Matthew Fox’s Writing Spaces
By Matthew Fox
The most important thing is getting the words on the page. The second most important thing is staring.
Every writer needs unrestricted staring time, and that’s what I get at Macke Prinz. It’s a bar-café on Berlin’s Zionskirchplatz, a plot of lackadaisically manicured greenery dominated by a church. Roads pool around it, frustrating drivers. Bright yellow streetcars screech around tight turns. Old dudes play bocce. Sunshine pours through a lattice in the steeple. Bells ring when Jesus is up to something.
On weekdays, parents meet to yak on the benches while their kids play tag among the shrubs. On weekends, Berlin’s partiers come to zone out in the shade, drink beers, and try to remember what they did hours earlier.
So, there’s a lot to stare at as I sit on the café’s terrace with my notebook gaping on the table. I write first drafts by hand to keep from revising as I go, which means long periods of stare-thinking cut by bursts of scribbling.

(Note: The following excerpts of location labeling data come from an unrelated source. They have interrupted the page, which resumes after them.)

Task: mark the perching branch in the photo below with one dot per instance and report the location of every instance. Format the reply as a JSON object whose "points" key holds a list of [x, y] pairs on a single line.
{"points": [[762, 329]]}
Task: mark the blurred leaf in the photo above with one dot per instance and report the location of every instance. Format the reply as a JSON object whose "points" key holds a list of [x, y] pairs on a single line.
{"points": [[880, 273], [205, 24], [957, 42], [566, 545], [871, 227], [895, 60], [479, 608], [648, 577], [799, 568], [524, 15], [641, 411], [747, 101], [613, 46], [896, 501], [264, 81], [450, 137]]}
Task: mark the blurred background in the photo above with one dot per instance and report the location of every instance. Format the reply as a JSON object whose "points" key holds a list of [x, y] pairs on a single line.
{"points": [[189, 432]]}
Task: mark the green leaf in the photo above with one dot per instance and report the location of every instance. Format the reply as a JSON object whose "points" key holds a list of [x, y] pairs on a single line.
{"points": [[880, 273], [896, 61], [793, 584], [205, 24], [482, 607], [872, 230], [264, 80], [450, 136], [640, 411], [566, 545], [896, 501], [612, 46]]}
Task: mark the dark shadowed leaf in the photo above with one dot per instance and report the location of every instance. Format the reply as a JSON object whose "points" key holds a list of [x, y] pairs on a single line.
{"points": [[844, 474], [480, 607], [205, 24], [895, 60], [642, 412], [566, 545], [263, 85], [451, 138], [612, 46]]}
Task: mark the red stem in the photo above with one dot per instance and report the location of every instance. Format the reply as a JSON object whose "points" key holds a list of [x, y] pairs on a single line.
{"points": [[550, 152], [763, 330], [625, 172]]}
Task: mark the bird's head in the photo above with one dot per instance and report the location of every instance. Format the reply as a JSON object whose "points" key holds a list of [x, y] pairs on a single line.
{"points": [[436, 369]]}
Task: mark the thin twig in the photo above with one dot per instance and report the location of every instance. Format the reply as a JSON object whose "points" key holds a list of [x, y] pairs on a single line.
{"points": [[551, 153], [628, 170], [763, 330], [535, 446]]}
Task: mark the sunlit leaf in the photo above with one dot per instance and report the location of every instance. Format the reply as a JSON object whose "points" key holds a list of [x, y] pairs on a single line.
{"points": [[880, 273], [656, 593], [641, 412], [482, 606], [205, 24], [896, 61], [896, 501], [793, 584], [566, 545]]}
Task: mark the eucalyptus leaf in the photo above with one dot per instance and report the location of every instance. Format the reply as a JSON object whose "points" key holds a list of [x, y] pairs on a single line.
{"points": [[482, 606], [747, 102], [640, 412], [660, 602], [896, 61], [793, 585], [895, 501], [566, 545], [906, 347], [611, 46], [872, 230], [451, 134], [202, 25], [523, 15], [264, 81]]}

At Macke Prinz, there’s just enough stimulation to be inspiring when I need it, but it’s mundane enough to ignore everything when lightning strikes.
That’s half of my writing space. The other half is my living room.
Since the pandemic, “hybrid working” has turned part of my home into an office—and not a writing office. It’s now where I do my day job as a marketer, which means it’s associated with corporate strictures, revenue projections and brutal, data-driven decisions.
My domestic space is now where I practice the kind of professional tactics that staunch the unrestrained creative flow I need to create the kind of glorious, sloppy, exploratory first draft I scrawl at Macke Prinz.
But those business tactics are useful when transcribing, rewriting and editing: be cutthroat, chop the faff, drop the pretense, hit the deadline. Prioritize for effect, not romance. Don’t get married to your ideas.
This bifurcated set-up isn’t for all authors. If you’re like me, though, give it a go. I have a full-time day job and must be discipled about setting aside time to write.
By leaving my home for this designated purpose at Macke Prinz, I can squeeze out the magic of a first draft between long staring sessions, and then focus on shaping and sharpening it in a zone calibrated for making effective choices.
Matthew Fox is the author of the collection Cities of Weather and the novel-in-stories This Is It, forthcoming in fall 2024. He grew up in Ontario, before moving to Montreal, London and New York, where he received his MFA in Creative Writing from The New School. His work has appeared in Grain, Toronto Life, Maisonneuve, Big Fiction and The Windsor Review. He lives in Berlin.